I'm kind of with Wayne on this.

My mom and sister went together and bought a Cricut for scrapbooking. I really wasn't impressed at all with it. I think the Brother machine is along the same lines. I think for around the same money you'd be better off buying one of the Ebay K40 made in China lasers.

Semi newbie HO scale modeler coming from the O scale world

  • Member since
    December 2015
  • From: Shenandoah Valley
  • 9,094 posts
Posted by BigDaddy on Friday, August 9, 2019 7:50 AM

It's been discussed

Henry

COB Potomac & Northern

Shenandoah Valley

  • Member since
    January 2004
  • From: Canada, eh?
  • 13,375 posts
Posted by doctorwayne on Friday, August 9, 2019 11:39 AM

Making cuts in styrene dulls blades fairly quickly, but it's easy to hone them, either on an oilstone or fine-grit sandpaper.
My X-Acto #11 blades have a pretty long life cycle, first for cutting out decals, and then for trimming away excess film from them.  All of these tasks are done on a hard surface, usually glass or metal...which also dulls the blade somewhat.

They're then used for cutting styrene.  Often, the tip of the blade will break off - that's when I downgrade their use to scoring or cutting metal - usually thin brass or aluminum.
The next use is for cutting wire, using the heel of the blade (during all of these operations, the blade gets touched-up as required).  Small diameter brass and phosphor-bronze wire can be cut with a single chopping motion, while similar-size steel and stainless steel wire benefits from being rolled several times, using pressure on the blade - it can then be manually flexed to break-off the required section.

Cutting wire usually causes rough edges in the blade, often too deep to be honed out, and by this stage it's not something to worry about.

The process is similar for larger diameter brass and phosphor-bronze wire, and also works on brass and aluminum tubing, the latter items requiring complete cut-through by the rolling operation, then some touch-up with a file.

All of these uses take a toll on the blade, but if the blade's tip is still intact, it's useful for applying small amounts of ca to hard-to-reach areas, like the inside of a car or locomotive, when securing metal grabirons from the inside.  Used in the X-Acto handle, it also allows greater reach for such tasks.

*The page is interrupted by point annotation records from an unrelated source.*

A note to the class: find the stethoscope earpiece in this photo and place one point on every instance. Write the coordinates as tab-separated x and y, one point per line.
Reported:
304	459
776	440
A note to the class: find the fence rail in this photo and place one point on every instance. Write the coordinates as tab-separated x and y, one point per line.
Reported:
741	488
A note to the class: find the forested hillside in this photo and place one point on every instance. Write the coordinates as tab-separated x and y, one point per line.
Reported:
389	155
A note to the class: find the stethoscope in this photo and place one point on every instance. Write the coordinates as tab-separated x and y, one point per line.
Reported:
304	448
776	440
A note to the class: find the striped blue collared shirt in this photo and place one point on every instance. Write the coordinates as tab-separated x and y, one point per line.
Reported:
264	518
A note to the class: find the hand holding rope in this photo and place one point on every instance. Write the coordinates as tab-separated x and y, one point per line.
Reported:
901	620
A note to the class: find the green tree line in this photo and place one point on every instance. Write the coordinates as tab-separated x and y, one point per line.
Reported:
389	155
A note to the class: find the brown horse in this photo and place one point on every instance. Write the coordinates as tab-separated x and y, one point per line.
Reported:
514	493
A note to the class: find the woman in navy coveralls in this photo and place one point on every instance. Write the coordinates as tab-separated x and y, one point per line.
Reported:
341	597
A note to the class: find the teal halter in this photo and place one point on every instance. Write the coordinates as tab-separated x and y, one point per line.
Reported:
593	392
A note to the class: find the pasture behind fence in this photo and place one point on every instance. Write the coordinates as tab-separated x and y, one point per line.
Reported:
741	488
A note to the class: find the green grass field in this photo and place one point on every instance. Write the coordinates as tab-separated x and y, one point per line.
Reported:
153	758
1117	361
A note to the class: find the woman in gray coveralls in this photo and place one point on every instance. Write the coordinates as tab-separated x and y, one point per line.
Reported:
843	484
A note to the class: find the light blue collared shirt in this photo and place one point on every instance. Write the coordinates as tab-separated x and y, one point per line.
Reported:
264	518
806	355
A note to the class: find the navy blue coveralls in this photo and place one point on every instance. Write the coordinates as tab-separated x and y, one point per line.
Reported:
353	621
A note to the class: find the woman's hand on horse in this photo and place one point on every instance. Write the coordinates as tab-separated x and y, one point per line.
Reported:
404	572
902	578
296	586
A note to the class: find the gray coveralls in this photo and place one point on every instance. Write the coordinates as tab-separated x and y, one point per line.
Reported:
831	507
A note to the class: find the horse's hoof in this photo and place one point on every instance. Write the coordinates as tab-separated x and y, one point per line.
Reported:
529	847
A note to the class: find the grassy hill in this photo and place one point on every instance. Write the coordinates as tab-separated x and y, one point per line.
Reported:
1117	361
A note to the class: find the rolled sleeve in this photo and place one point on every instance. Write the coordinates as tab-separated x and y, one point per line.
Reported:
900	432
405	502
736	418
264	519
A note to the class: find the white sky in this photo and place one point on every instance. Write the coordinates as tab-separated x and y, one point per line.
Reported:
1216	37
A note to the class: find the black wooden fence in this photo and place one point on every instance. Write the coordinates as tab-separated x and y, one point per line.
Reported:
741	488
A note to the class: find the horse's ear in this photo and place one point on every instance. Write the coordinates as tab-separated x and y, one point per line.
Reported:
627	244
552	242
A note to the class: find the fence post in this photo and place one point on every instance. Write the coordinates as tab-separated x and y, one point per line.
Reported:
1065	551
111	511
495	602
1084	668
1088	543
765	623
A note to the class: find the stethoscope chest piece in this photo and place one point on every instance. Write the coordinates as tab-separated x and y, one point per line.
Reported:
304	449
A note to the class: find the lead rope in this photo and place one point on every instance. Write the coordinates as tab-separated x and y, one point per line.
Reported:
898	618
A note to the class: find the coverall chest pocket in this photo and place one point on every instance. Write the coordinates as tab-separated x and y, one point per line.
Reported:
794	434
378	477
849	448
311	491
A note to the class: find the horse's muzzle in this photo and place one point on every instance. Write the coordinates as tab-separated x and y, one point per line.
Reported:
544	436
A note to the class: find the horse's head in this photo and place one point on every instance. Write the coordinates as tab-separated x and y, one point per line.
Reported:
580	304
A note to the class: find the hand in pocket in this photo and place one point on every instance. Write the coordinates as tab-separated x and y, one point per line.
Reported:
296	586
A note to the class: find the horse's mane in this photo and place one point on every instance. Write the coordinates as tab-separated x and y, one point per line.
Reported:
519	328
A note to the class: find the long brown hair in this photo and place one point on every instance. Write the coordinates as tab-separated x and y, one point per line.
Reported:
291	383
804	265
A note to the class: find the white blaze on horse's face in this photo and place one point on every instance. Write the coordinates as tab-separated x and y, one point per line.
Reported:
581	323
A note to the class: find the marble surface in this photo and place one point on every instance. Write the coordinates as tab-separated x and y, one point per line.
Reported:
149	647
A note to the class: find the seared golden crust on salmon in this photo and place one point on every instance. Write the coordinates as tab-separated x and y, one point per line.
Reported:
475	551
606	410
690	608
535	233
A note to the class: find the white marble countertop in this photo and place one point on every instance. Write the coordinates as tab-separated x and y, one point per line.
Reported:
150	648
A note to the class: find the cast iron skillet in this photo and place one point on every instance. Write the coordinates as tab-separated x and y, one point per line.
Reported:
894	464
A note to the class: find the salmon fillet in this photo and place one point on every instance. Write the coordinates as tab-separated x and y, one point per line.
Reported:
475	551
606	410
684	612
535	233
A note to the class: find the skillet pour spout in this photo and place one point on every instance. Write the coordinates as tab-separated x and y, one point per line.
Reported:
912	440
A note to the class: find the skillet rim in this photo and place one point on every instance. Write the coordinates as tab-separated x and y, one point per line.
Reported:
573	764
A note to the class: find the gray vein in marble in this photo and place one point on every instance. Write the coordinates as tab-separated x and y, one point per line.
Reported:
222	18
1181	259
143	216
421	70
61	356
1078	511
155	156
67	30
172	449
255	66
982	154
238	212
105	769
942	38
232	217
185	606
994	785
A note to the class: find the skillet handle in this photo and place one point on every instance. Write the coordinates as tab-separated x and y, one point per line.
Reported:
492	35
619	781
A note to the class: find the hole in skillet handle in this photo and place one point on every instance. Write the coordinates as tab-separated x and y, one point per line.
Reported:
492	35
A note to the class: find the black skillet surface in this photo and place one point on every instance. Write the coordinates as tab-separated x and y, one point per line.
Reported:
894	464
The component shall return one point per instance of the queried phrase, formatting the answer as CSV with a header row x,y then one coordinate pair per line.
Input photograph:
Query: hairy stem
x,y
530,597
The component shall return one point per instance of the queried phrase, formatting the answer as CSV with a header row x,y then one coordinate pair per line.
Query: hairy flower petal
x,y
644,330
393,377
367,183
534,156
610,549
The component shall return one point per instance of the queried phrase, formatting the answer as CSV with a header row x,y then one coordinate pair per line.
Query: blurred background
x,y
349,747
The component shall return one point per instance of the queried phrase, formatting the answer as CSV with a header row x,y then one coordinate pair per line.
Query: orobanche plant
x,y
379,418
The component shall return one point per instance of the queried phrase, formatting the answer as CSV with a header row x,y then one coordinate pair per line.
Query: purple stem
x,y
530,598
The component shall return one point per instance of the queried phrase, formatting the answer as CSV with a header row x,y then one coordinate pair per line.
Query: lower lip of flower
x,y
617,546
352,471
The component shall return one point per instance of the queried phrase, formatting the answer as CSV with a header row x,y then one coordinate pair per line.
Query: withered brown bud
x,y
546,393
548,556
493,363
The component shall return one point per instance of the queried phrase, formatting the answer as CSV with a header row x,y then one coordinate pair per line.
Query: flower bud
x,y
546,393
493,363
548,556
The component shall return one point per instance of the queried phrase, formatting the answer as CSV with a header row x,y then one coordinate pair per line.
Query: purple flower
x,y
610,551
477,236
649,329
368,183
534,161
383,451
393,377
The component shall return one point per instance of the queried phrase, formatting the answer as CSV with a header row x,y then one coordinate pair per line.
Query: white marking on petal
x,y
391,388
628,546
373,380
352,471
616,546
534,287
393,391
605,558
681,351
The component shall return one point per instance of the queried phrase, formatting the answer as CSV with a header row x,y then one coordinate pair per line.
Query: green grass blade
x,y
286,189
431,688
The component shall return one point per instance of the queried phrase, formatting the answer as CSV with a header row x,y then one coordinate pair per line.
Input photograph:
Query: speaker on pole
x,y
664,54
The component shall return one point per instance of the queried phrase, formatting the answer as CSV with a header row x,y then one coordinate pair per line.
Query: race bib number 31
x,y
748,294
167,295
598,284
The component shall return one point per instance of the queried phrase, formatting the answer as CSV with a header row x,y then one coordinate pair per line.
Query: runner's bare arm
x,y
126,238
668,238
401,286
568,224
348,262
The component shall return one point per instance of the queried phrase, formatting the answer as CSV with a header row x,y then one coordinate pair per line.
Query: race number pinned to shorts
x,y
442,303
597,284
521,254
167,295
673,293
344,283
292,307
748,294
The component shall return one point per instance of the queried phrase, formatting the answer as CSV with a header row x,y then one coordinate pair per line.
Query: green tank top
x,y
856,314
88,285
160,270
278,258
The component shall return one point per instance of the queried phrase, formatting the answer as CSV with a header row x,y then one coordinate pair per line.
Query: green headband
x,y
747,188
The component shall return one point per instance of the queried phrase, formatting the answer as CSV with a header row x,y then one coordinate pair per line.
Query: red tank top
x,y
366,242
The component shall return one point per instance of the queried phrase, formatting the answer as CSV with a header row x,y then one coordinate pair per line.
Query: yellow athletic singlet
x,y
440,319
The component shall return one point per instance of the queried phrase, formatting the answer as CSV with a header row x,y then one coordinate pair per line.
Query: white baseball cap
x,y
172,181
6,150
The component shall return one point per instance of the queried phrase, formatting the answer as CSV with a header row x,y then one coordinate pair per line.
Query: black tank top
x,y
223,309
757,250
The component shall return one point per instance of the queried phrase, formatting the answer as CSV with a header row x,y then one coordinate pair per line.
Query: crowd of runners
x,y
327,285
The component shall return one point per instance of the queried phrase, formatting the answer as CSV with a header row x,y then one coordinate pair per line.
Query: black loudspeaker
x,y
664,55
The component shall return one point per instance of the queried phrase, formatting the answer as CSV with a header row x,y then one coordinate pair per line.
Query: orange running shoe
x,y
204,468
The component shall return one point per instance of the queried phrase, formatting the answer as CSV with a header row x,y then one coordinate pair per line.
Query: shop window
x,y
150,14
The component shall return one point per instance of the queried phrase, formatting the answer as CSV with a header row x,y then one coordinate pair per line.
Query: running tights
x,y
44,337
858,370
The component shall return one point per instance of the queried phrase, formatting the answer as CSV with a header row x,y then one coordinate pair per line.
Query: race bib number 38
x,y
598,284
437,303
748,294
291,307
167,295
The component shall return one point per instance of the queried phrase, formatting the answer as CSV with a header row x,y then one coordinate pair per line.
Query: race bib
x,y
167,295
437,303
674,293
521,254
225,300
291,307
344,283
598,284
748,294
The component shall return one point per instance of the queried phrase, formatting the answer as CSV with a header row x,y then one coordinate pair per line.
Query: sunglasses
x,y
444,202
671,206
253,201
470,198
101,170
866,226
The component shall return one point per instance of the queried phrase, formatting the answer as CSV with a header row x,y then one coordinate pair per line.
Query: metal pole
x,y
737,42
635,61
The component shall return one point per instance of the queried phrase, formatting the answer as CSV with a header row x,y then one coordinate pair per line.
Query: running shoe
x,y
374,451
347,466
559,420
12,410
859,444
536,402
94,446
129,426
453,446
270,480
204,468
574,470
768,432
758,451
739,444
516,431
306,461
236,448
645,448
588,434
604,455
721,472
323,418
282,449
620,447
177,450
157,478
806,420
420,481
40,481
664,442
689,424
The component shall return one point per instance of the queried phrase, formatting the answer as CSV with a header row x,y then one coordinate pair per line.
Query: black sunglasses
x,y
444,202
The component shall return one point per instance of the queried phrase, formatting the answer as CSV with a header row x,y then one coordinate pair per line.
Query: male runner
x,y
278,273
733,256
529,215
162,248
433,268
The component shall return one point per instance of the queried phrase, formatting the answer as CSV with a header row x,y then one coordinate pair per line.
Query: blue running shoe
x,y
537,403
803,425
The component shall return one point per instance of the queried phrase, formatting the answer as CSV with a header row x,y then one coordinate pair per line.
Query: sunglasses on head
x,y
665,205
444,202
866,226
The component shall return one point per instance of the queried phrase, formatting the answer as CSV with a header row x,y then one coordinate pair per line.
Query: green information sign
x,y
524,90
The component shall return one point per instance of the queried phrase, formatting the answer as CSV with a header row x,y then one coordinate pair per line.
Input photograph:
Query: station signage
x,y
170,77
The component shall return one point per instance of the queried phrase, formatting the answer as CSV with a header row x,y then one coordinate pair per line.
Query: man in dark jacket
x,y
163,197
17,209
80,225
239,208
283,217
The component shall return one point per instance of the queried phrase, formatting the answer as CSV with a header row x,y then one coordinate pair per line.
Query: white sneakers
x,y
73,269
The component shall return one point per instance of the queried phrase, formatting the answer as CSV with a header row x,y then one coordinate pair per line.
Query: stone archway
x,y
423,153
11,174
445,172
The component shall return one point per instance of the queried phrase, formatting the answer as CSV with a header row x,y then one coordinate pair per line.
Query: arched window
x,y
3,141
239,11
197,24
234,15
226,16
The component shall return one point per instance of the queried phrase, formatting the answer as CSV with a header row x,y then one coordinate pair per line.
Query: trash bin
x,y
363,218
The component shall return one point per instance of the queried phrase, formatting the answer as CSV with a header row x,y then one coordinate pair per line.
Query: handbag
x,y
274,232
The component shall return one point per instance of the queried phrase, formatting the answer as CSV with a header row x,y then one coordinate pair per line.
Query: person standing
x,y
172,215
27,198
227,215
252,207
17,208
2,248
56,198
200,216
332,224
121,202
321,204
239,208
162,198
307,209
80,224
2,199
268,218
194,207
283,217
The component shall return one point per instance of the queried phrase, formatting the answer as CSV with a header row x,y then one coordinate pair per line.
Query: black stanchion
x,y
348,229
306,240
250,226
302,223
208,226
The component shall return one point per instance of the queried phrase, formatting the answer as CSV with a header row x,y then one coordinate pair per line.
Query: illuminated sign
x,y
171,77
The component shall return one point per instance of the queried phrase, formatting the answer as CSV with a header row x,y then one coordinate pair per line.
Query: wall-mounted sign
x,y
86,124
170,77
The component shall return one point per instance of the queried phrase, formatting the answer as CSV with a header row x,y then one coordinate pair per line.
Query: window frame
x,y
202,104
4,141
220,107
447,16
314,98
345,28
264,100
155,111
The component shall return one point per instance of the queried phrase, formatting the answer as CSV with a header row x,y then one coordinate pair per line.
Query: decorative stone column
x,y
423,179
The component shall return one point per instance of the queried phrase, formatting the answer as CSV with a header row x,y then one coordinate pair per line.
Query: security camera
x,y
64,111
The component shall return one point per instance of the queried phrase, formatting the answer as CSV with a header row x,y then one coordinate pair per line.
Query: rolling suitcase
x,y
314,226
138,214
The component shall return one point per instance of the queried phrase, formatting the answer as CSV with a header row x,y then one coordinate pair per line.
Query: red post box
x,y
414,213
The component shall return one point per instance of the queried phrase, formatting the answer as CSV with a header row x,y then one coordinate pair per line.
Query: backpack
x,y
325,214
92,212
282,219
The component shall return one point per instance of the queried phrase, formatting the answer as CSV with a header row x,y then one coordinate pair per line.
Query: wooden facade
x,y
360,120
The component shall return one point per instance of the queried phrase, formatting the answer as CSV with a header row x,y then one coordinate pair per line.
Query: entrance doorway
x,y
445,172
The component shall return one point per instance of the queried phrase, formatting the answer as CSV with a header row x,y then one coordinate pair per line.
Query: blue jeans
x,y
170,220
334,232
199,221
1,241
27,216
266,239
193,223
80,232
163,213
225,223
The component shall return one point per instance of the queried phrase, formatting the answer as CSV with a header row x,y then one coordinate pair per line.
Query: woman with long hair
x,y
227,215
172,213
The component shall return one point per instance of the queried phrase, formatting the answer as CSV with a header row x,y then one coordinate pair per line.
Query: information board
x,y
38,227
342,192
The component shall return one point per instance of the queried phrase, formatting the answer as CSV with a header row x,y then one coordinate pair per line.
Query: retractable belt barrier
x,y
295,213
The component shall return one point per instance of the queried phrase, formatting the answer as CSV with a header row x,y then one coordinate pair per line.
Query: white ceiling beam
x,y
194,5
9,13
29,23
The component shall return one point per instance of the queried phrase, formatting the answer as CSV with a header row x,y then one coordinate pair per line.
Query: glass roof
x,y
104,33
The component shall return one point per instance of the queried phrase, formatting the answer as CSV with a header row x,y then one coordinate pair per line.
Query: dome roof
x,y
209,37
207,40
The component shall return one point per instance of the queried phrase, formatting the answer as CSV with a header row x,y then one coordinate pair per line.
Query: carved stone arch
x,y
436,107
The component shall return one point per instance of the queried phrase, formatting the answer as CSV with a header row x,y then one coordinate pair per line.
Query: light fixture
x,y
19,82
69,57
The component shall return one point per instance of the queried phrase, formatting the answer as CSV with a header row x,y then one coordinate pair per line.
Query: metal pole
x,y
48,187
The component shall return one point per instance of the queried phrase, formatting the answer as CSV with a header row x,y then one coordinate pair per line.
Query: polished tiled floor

When the tip is gone and the blade's edge pretty-well destroyed from cutting wire, it's still useful for mixing and applying epoxy and other fillers.  For these jobs I use it both in the handle and simply held between thumb and forefinger.

Except for the ca application described, utility knife blades can have a similar lifespan, even though they're cheaper than X-Acto blades.

Get your money's worth before tossing those blades!